The Fiat X1/9 is a two-seater mid-engined sports car designed by Bertone and manufactured by Fiat from 1972-1982 and subsequently by Bertone from 1982-1989
The first thing you notice about the X/19 is just how really small they are, being just under four feet in height with a wheelbase that is barely 87 inches long all packed in with a mid-engine configuration.
If you’re over six foot, these cars can be a bit awkward particularly with the fibreglass Targa roof in place even though the door openings are reasonably wide. Perhaps it’s just best to use them without the roof which makes entering and exiting the car much easier but trusting the good old English weather would be a gamblers paradise.

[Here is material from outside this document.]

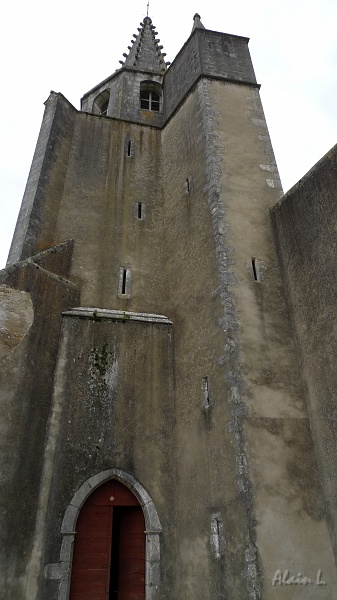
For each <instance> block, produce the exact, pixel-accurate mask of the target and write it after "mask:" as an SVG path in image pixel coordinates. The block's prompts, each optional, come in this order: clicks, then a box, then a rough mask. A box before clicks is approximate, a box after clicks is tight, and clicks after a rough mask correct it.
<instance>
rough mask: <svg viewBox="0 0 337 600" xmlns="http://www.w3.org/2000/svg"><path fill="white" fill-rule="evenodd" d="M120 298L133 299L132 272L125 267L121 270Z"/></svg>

Once in the driver’s seat, this polite little Italian design is quite spacious and you soon realise that the driving position is very comfortable and not too tight. There is plenty of legroom, the steering wheel sits in a very nice driving position that provides a good driving posture.
The seat design is of a bucket style which provides adequate support and feels strong unlike some other flimsy seats of sports cars of this era. One criticism is the foot pedals are grouped over to the right, this is because of the intrusion of the front wheel well, a compromise dictated by the short wheelbase. If you do have size 9 feet or over, perhaps leave your work boots at home.
The X/19 has a whole host of typical Italian style gauges to look at, including the counter-clockwise tachometer. The dash and dials have easy eye access and it’s a pleasure to look at when driving at night.
The early models and sometimes considered the more desirable had a 1.3-litre engine married to a 4-speed gearbox. The body style was very distinctive and had a well-balanced appearance particularly with its stylish wrap-around steel split bumpers with rubber blocks and a shallower engine compartment lid. The later models had a typical cumbersome American style rubber bumpers, a crime that was also committed on many of English classics such as the Jaguar E type and Triumph TRs.
From 1982 Fiat (or Bertone as some would argue) upgraded the engine to a fuel-injected SOHC 1.5-lite. This was a great improvement, however many enthusiasts still prefer the 1300 carburettor set up and some critics faulted the action of the five-speed gear shift.
It is generally acknowledged that the X1/9’s greatest flaw is its leisurely acceleration being 0-60 in 11 days (sorry seconds), so if urgency is your thing, perhaps you better check out the various Fiat two litre conversions that are available and whilst you’re at it, it may be prudent to call your insurance company too.
What the X1/9 has in abundance is poise. With a nearly 50/50 weight distribution, the car is very well balanced. The steering is rack-and-pinion set up and light which is a blessing for the mid-engine design, also with the car being very low, many owners liken the X1/9 to the exciting feeling a go-kart provides, being you actually feel you are going faster than you actually are.
The X1/9’s monocoque design is a stiff structure which dictates good handling and the suppleness of the upgraded 1500cc engine provides great enjoyment. You could say it’s like a Seventies British roadster that’s been modernised.
So price wise where we? Well, it was just 3-4 years ago an early X19 in good condition with a good history were between £1000 – £1300, later models (82 onward’s) between £600 – £1000, now in Aug 2018 you can safely add a whopping 400% on top of that price, yes we did say 400%!
So perhaps Ferrari is not the best Italian investment, there now could be a better option for a fraction of the cost.